Samsung to help Sprint Nextel bring WiMax to New York

SEOUL, South Korea (AP) – Samsung Electronics Co. said Monday it will work with Sprint Nextel Corp. to bring fourth-generation high speed wireless Internet to New York City.

Samsung said in a statement it was chosen by Sprint Nextel to provide infrastructure for New York, part of the Reston, Virginia-based wireless provider’s plan to launch the network in several U.S. cities based on an emerging mobile wireless technology called WiMax.

Sprint Nextel had already picked Samsung to provide infrastructure and equipment for similar networks planned for Washington, DC, Baltimore, Boston and other cities.

”New York is an important milestone for Samsung as we continue to expand the deployment of 4G technology around the world,” Choi Gee-sung, president of Samsung’s telecommunication network business, said in the statement.

Financial terms were not disclosed.

Barry West, president of Sprint Nextel’s WiMax business, said the company would ”go for a commercial launch of our service starting in Washington in April of next year.”

He added that service in other cities would follow ”with New York probably in the fourth quarter of next year.”

Sprint Nextel announced a little over a year ago it would develop the network using WiMax technology, which promises fast wireless broadband connections and mobile roaming at high speeds.

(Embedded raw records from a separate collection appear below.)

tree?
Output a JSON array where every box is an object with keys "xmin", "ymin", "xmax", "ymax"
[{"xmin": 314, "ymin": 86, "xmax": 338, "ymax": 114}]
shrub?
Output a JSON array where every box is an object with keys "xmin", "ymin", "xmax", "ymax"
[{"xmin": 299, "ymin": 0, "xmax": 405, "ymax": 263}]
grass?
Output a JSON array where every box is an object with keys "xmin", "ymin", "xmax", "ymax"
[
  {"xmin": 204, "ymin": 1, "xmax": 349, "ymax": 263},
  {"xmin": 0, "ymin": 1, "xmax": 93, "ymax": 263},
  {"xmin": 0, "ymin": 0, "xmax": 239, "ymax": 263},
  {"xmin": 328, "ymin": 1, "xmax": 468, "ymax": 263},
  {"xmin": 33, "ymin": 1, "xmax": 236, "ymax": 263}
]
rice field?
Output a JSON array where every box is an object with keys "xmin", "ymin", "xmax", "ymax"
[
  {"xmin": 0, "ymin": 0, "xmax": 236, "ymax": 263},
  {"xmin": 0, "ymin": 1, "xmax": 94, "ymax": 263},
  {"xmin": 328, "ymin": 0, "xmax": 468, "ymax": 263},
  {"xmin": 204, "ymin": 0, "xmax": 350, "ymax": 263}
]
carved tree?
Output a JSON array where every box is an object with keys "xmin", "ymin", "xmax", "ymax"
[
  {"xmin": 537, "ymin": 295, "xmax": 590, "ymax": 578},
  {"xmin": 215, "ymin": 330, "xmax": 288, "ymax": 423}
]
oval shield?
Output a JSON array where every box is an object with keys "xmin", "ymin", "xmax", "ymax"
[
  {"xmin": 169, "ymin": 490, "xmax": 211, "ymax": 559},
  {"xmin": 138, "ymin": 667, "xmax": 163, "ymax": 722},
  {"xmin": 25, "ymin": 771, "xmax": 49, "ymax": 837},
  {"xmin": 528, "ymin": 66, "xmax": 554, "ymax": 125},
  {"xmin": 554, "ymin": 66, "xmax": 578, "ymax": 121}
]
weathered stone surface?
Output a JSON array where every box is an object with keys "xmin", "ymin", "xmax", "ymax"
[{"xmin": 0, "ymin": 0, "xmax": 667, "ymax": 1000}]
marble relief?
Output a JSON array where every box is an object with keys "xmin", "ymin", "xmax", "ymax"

Similar to the Wi-Fi technology used in airports and coffee shops, WiMax, short for Worldwide Interoperability for Microwave Access, can provide coverage to much larger areas.

Besides Samsung, U.S. companies Intel Corp., Motorola Inc. and Clearwire Corp. are cooperating with Sprint Nextel, which has operational headquarters in Overland Park, Kansas, to commercialize the technology in the United States.

Sprint Nextel and Clearwire said last month that 100 million people would have access to the service by the end of 2008.